Of children born small for gestational age (SGA) with birth weight and/or birth length below -2 SD, about 10% fail to catch-up after birth. These children remain short over childhood /with height standard deviation score (ht-SDS) bellow -2.5 SDS/ and end up as short adults. They are assigned as SGA-SS (small for gedtational age with short stature). European Medicine Agency approved grjowth hormone therapy in SGA-SS already in 2003.
Out of 1502 SGA-SS children that are registered in the Czech national database of growth hormone recipients REPAR, 397 children (221 boys) already completed growth and achieved near-final height. Growth hormone therapy (median dose 0.034mg/kg/day) was initiated at age 8.5 years in boys (median; P5-95: 3.2-15.0) and 73. years in girls(3.9-13.5). The mean ht-SDS at treatment initiation was -3.21 (SD:0.91). Treatment was terminated at age 16.2 years in boys (median; P5-95:14.0-18.7) and 14.3 years in girls (12.4-17.3).
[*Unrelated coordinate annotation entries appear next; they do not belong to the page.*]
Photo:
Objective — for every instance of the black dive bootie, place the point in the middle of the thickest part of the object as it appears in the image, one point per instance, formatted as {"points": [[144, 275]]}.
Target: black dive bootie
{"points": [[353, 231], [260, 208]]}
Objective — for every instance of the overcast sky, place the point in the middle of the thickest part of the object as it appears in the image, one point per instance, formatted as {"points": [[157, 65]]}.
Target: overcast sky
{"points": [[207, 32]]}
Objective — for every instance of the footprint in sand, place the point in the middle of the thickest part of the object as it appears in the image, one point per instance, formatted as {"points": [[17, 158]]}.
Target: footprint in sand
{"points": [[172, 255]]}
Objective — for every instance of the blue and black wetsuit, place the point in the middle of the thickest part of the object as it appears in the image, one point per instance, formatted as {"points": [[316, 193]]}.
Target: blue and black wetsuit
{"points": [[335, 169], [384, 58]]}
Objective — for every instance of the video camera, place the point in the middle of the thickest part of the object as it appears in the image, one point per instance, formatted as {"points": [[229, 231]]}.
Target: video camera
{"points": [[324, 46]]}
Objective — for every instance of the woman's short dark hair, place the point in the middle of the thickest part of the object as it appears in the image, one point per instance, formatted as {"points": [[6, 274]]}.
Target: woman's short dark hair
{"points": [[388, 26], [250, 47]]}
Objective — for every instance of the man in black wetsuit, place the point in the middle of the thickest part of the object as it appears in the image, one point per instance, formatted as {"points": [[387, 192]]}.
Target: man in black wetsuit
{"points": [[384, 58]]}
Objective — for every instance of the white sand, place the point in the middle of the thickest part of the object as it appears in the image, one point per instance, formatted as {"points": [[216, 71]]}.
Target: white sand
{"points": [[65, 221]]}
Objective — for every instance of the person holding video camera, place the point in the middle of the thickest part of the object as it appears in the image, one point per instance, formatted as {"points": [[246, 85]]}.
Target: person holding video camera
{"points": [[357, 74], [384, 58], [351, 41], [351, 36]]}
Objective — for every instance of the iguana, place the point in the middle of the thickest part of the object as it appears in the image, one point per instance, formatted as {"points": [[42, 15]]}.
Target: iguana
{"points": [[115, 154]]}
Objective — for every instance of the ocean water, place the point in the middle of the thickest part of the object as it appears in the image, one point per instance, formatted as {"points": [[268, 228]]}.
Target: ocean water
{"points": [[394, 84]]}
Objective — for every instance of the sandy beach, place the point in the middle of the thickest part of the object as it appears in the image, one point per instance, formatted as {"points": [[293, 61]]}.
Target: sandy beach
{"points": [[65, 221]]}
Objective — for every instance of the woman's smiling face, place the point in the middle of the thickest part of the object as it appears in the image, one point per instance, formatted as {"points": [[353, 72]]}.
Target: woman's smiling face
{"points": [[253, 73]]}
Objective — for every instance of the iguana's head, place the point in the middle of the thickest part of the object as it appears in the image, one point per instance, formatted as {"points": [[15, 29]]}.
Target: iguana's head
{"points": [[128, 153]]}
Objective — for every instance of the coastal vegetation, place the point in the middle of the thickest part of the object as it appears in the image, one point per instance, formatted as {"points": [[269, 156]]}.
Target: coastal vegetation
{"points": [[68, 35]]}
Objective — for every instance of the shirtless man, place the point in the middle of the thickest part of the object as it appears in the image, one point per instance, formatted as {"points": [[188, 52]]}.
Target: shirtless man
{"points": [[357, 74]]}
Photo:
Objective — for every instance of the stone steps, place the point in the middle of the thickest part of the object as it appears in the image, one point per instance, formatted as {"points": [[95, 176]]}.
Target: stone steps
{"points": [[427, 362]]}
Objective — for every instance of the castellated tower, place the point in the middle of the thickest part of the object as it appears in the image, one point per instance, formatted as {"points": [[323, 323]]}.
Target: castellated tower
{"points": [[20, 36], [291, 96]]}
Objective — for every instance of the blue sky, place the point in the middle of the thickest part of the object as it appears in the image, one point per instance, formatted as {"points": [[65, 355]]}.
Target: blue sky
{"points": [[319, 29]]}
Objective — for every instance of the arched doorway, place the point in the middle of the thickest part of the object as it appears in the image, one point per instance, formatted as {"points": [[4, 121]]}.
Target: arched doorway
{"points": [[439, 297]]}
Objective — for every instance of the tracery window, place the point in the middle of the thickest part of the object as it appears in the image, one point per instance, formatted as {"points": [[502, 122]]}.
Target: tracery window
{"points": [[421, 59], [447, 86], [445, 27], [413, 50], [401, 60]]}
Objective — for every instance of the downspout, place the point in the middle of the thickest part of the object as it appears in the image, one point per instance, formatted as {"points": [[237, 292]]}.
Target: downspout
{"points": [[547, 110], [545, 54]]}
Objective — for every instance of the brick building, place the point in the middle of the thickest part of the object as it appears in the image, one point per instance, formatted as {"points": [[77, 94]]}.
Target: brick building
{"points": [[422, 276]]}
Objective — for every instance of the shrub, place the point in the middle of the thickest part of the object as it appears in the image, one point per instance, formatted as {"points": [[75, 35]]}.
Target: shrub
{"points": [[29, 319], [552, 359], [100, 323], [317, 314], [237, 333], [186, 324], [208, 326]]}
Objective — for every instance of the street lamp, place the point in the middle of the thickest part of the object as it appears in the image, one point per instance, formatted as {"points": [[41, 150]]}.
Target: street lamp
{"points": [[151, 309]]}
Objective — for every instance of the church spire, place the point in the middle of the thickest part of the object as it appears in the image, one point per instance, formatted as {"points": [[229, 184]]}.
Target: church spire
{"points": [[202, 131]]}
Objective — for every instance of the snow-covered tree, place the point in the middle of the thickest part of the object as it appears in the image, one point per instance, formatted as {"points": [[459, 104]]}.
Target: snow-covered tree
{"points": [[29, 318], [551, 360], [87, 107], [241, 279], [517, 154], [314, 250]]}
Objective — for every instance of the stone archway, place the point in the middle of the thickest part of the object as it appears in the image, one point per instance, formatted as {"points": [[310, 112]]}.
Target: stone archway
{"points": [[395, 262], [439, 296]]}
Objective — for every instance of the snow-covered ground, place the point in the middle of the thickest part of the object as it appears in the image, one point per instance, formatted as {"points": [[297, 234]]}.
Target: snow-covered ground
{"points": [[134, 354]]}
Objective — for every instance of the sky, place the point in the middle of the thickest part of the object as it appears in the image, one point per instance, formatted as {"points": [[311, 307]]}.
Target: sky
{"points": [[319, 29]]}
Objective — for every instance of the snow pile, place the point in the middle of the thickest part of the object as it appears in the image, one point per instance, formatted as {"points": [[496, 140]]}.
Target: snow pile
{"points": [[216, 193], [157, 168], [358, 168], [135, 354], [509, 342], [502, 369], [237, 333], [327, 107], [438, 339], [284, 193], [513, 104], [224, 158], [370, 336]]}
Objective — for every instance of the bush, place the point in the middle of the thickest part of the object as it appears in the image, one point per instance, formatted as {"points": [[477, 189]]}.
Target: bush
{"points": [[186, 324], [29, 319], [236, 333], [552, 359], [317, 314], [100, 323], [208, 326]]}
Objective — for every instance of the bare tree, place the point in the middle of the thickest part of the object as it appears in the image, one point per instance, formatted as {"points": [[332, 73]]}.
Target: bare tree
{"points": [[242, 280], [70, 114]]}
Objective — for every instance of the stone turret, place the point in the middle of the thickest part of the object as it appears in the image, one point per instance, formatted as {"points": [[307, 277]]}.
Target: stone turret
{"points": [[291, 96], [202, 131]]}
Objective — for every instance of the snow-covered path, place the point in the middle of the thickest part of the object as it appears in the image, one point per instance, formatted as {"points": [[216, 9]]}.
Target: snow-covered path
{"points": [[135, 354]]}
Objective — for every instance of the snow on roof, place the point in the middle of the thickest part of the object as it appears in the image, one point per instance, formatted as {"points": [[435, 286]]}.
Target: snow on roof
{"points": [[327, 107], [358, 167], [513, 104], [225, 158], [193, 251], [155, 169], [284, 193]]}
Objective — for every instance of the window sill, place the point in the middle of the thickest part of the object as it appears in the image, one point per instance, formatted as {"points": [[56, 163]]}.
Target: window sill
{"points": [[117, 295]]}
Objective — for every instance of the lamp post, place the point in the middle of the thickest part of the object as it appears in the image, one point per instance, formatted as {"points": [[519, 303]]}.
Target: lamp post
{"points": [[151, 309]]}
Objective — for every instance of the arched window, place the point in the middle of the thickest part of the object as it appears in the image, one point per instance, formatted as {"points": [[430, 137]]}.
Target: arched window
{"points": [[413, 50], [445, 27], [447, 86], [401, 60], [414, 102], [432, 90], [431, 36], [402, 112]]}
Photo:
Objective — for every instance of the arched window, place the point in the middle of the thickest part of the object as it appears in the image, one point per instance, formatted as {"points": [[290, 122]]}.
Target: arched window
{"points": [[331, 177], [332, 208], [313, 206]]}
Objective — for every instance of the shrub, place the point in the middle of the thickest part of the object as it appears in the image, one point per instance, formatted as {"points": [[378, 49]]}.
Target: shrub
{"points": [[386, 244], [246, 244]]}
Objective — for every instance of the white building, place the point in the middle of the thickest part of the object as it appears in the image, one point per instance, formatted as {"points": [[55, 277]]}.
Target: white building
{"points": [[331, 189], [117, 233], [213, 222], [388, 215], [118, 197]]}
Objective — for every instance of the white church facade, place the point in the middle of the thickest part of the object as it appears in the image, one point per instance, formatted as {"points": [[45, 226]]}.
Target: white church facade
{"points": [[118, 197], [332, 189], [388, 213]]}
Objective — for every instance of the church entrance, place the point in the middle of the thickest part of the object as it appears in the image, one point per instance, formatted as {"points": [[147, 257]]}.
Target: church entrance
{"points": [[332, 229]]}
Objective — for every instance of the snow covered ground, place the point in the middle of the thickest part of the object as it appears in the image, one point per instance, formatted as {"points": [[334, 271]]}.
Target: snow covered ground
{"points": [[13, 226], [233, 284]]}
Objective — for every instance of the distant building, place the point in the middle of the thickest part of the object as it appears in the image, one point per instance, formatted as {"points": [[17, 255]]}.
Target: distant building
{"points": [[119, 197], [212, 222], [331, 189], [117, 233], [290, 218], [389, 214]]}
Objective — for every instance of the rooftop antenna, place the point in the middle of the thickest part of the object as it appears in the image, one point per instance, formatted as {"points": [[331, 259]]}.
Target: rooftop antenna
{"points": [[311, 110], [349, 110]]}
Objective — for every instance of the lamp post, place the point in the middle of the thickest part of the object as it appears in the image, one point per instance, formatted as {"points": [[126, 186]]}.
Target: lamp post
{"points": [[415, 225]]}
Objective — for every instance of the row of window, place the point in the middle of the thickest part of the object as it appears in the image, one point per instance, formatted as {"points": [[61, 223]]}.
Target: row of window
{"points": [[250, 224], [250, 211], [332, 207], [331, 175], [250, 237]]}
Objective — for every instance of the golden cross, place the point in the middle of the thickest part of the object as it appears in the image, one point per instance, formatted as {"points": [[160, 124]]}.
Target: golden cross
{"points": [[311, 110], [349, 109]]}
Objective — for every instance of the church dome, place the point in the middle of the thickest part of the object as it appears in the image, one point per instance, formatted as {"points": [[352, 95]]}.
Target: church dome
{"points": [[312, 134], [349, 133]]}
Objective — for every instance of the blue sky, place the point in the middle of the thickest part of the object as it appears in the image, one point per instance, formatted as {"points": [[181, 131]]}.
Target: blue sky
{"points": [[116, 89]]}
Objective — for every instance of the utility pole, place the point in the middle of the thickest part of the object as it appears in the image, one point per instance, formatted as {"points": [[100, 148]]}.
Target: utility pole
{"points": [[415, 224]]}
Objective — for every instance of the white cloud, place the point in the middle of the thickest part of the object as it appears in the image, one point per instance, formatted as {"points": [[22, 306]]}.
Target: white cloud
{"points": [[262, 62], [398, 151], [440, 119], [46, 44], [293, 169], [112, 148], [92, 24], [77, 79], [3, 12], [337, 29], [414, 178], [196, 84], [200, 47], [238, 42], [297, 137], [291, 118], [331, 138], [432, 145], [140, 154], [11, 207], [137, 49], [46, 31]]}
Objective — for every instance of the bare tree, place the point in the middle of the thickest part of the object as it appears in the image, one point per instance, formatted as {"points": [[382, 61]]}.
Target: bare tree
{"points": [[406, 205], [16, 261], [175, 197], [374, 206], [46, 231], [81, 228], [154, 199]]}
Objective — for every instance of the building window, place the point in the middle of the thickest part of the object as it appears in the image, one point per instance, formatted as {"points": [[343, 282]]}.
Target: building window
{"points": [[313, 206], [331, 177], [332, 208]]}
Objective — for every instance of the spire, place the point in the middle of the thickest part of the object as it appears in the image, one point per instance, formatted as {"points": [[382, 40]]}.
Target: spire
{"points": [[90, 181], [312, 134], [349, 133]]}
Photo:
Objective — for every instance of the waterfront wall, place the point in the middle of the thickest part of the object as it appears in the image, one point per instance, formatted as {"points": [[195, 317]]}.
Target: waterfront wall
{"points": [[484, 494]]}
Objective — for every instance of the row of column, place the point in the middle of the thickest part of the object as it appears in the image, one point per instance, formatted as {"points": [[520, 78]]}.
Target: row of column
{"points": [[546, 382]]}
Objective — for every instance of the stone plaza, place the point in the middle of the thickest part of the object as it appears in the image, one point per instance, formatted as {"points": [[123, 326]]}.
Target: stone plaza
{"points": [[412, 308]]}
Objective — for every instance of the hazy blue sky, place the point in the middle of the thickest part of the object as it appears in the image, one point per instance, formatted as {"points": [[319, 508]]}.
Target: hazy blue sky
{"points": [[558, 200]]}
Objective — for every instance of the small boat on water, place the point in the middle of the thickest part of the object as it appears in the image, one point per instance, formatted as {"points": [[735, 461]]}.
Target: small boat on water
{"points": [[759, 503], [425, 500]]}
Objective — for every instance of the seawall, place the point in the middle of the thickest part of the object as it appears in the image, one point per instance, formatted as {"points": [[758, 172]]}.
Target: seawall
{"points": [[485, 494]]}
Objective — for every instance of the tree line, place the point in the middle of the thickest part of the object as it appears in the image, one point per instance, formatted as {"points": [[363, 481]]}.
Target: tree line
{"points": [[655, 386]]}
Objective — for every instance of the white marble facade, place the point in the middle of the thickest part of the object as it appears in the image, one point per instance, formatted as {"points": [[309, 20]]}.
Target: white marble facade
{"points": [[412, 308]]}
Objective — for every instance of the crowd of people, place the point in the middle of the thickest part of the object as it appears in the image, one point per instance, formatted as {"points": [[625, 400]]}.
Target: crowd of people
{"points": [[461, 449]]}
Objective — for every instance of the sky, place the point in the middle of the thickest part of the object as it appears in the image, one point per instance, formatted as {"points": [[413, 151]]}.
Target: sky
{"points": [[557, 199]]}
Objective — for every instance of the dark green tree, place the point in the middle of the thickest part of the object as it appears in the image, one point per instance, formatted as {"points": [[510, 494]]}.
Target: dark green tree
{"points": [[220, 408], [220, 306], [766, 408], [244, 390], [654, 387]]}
By treatment termination, the patients have had gained 1.59 ht-SDS (mean) and have achieved near-final height -1.62 ht-SDS (SD: 0.97; p 0.0001 if compared to pre-treatment). Thus, majority of patients exceeded -2 SDS at treatment completion and achieved height within normal limits. After adjusting for ht-SDS at age 18 years, their height corresponded to ht-SDS -2.30 (SD: 1.09; if compared pre-treatment). Growth hormone therapy was successful even after this adjustment that midly underestimates the treatment effect, and led to mean height increase of 0.91 ht-SDS.
Analysis results of the REPAR database confirm efficacy of growth hormone therapy in SGA-SS children and its potential to significantly improve the adult height.